Table of Contents
The Search Library is basically a Javascript wrapper around Apache Lucene, a ?high-performance, full-featured text search engine library written entirely in Java?, for use in Helma Object Publisher applications. To use the Library library you need to meet the following requirements:
Helma Object Publisher version 1.4 or greater
The lucene .jar file (tested with versions >= 1.4.3) must
be present either in lib/ext or in the
application directory (depending if you need the search
functionality server-wide or in just one application).
Before you can use the library you must instantiate it by calling the constructor function:
var engine = new helma.Search();
Creating a new index is done using a method called
createIndex(). So, assuming that you instantiated
the library as above, the call would look like this:
Object createIndex(String name,
Object dir,
Object analyzer);
The name to use for the index (eg. "stories"). This will
result in a directory beneath the second argument
dir, or - if not given - beneath the
application directory.
A File object representing the base directory where you want
the index to reside. This argument can either be an instance of
helma.File, File or
java.io.File. If the directory doesn't
exist, it will be created. If this argument is omitted the index
will be created in the subdirectory "index" located in the
installation directory of Helma Object Publisher.
An instance of
org.apache.lucene.analysis.Analyzer to be
used during adding to or retrieving documents from the index.
Depending on the language of the documents indexed you can choose
between a variety of analyzers (see Lucene documentation for an
in-deep explanation of how analyzers influence indexing and
searching).
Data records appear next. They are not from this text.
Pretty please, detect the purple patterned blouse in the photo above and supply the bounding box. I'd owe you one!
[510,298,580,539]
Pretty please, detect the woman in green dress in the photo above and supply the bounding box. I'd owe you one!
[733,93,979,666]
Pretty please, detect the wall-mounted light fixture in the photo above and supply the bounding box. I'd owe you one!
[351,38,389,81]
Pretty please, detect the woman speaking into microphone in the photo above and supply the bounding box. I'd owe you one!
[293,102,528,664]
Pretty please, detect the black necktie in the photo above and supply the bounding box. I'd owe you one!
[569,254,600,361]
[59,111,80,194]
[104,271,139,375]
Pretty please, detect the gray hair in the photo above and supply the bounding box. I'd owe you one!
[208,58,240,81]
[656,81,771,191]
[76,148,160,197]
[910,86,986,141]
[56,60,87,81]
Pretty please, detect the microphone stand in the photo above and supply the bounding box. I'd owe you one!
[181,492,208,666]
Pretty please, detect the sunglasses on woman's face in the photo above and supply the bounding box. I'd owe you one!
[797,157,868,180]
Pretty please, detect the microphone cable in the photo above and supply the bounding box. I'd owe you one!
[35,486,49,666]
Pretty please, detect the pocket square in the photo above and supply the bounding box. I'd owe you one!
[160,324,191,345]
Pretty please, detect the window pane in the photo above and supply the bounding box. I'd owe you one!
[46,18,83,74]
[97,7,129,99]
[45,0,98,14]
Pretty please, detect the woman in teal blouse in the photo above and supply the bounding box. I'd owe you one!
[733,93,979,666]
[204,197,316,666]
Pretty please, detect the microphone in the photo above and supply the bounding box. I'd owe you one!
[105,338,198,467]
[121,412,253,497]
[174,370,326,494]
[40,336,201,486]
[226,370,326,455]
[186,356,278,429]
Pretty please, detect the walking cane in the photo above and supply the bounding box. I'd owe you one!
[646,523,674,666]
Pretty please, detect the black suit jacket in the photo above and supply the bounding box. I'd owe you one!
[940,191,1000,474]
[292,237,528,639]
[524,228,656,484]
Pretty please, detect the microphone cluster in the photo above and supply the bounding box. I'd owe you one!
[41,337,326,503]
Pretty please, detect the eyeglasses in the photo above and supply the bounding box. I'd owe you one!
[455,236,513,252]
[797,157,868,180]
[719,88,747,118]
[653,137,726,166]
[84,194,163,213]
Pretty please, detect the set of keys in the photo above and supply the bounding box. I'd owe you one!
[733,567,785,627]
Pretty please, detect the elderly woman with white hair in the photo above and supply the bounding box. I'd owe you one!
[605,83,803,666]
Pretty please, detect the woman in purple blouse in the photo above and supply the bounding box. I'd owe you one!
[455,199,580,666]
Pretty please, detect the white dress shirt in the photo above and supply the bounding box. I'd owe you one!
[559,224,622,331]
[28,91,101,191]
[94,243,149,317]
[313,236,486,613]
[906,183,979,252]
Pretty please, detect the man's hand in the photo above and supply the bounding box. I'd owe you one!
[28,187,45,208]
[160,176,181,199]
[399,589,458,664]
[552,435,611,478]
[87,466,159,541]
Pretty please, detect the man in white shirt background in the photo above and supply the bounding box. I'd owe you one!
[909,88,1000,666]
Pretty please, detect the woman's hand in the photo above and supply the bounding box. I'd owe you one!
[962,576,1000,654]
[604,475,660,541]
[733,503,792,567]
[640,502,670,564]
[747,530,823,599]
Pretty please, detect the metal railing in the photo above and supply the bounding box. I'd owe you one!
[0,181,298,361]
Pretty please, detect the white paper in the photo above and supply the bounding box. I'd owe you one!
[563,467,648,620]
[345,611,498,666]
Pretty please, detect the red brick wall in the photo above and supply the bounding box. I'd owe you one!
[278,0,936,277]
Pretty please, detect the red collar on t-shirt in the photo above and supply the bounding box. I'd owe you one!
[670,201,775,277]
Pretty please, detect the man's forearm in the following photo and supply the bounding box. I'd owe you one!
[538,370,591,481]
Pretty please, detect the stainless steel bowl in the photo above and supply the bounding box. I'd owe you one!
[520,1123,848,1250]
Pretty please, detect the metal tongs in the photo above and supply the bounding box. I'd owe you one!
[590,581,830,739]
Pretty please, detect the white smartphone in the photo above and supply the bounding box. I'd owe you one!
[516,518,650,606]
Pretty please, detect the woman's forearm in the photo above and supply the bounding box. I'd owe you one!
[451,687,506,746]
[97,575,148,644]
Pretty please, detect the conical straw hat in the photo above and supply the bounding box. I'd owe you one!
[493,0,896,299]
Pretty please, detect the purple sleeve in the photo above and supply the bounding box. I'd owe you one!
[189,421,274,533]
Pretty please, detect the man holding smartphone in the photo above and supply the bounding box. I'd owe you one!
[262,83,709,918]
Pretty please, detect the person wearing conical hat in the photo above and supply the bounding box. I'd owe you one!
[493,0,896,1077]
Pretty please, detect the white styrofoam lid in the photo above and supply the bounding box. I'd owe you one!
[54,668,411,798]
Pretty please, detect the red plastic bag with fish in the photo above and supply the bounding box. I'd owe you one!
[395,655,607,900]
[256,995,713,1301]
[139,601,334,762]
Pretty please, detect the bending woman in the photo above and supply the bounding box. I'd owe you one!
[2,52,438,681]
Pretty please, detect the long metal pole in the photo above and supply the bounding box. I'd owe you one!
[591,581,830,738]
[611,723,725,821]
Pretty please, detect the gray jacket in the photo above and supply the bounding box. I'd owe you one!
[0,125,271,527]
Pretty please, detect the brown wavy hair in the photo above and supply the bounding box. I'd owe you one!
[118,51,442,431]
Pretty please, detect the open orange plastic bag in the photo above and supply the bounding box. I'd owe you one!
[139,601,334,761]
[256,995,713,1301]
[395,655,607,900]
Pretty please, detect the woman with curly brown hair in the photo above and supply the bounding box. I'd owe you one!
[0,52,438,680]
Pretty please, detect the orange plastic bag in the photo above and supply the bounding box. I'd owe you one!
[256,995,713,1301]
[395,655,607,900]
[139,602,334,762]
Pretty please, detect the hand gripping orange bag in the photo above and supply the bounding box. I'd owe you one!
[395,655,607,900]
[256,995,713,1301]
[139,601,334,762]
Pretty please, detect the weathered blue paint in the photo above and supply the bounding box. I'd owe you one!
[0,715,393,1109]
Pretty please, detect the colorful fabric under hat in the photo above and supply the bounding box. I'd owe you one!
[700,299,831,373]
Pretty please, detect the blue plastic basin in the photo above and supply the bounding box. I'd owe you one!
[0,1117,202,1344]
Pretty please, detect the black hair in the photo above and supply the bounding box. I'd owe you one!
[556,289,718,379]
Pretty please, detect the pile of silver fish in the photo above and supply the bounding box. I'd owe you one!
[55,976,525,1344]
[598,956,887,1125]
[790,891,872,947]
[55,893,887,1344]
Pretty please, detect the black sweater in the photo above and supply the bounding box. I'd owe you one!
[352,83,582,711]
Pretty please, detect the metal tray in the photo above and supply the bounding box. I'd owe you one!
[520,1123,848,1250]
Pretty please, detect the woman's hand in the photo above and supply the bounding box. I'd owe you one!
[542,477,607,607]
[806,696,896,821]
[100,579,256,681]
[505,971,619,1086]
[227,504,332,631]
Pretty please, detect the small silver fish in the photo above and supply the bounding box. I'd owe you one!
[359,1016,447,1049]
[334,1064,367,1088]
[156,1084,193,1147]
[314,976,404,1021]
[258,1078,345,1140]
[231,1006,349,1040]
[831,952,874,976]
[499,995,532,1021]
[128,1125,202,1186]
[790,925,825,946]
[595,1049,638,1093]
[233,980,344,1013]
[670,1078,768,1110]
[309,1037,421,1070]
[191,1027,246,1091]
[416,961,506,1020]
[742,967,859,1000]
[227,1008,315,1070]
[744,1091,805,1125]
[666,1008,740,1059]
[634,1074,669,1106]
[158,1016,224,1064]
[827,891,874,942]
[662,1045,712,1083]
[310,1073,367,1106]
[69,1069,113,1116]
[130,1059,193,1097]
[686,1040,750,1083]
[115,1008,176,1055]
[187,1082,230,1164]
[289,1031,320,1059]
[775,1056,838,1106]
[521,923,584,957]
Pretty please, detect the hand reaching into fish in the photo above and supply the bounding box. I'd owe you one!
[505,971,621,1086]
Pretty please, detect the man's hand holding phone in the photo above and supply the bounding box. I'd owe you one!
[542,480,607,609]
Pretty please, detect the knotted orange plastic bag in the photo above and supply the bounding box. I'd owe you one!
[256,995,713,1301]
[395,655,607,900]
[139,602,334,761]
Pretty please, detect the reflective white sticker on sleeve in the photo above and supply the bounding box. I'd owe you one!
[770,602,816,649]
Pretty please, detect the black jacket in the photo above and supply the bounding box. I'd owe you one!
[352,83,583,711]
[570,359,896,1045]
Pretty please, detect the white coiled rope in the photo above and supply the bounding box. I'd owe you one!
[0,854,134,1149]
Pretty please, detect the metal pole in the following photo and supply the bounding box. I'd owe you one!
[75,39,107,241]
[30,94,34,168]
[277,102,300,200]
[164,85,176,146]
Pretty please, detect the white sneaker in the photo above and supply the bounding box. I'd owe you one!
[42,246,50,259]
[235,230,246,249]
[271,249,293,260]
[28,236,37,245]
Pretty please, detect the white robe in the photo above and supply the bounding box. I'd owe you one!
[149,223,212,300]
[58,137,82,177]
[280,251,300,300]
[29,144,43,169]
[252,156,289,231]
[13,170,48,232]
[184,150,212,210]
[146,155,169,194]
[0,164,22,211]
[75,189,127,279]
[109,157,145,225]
Using the library's static method
helma.Search.getAnalyzer(lang) you can
retrieve such an analyzer object, currently supported arguments
are de (german analyzer),
ru (russian), si or
simple (simple analyzer) and
whitespace (whitespace analyzer). If you
don't specify any analyzer when creating or mounting an index, it
will utilize Lucene's standard analyzer.
The following example shows how to create a new index using a german analyzer:
Example 1. Creating a new index
var engine = new helma.Search();
var dir = new helma.File("/usr/local/helma/index/");
var analyzer = helma.Search.getAnalyzer("de");
var index = engine.createIndex("stories", dir, analyzer);In case something goes wrong (eg. you passed too less or wrong arguments or because of inadequate file permissions) this method will throw an error, so you should enclose it in a try/catch block.
If there is already an index stored in the directory you passed to createIndex it will be erased. To avoid this use Search.mountIndex() which is described in the next section (in most applications you will most likely try to mount the index, and if this fails create a new one).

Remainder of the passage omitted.